We (local Economists) have been saying for the past three years that the fiscal deficit was out of control, that it was unsustainable and would inevitably lead to trouble in the form of rising inflation and monetary failure. On Monday and then on Friday this week the Minister confirmed our worst fears - treasury bill stocks had risen by billions of dollars in the past three years, domestic state debt now exceeded foreign debt, interest payments were unaffordable and worst of all, the government overdraft at the Reserve Bank was 3,5 times the legal limit.
As any decent economist will tell you, printing money, in whatever form, can only lead to hyperinflation and monetary collapse. We all know that and memories of the Gono induced crisis in 2008 are still fresh in our minds. Nothing is more likely to boost inflation out of sight, than an unsecured overdraft at the Reserve Bank. Treasury Bills and State debentures are bad enough but the OD is the worst thing you can do.
Why? Because we are spending money that we are not collecting from our tax base and are unable to borrow from abroad to finance the gap that it is creating. We therefore have to manufacture (print) money to cover the gap. Bond notes are not the problem - they have been remarkably successful; the problem is the other forms of money that we have been creating.
Zimbabweans have to understand that one way or another, they will pay for this delinquency. We have been paying for it in the form of inflation - my own estimate is that we are either at or beyond hyperinflation levels already (50 per cent plus per annum) and this is reducing our disposable incomes by the same amount unless our employers have increased salaries. In addition, we pay for the fiscal deficit when our cash disappears into the vaults of the Government, or when they reach into our accounts and take our surplus funds and issue Treasury Bills (just another form of an IOU) or debentures.

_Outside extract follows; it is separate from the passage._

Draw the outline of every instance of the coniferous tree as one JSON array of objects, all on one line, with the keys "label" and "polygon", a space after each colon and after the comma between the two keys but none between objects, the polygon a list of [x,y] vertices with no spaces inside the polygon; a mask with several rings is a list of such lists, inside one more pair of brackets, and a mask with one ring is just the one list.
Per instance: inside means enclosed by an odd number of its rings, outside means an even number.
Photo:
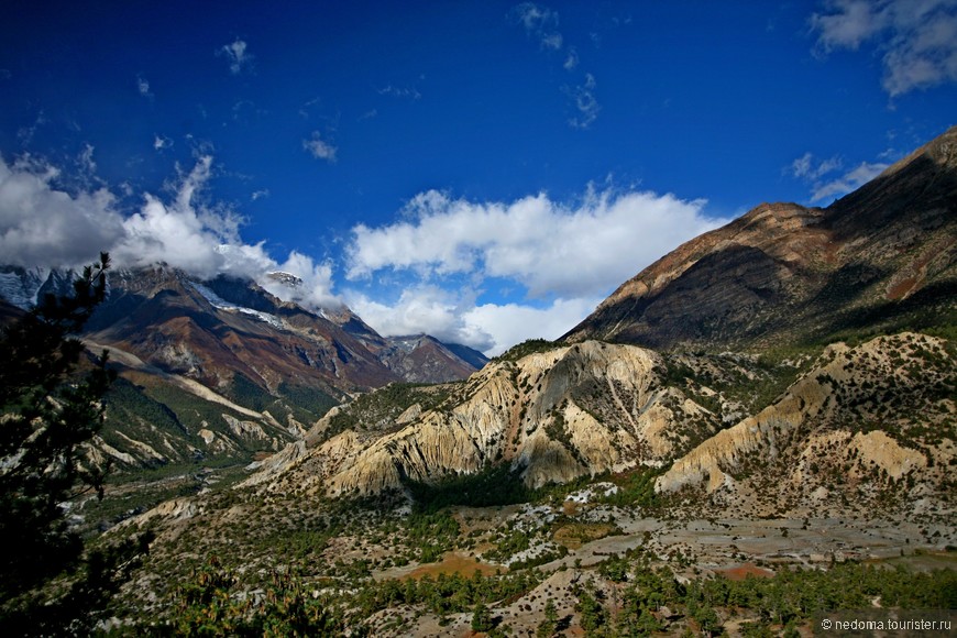
[{"label": "coniferous tree", "polygon": [[[114,376],[106,351],[77,373],[75,336],[107,290],[109,255],[88,266],[74,294],[46,295],[0,332],[0,632],[85,632],[141,547],[84,553],[65,504],[102,496],[105,468],[82,463],[103,419]],[[145,542],[146,539],[143,539]],[[55,592],[48,585],[56,581]]]}]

We also pay when inflation devalues our savings.
The decision by the Minister to recognise the existence of a local currency in the form of the so called 'RTGS Dollar' and the 'Bond Notes and Cash Coins' was overdue. It is now formal - there is no link between our bank balances and the hard currencies that are circulating. We all knew that a long time ago - the fact that the Rand and the USD have vanished from our markets is ample testimony to that. Then there is the market for the different currencies circulating - RTGS dollars - about 35 US cents, the Bond Notes and Cash a bit higher. The rate today is 3 RTGSD to 1 USD. Goodness knows where the Rand or the Pula is in this melee.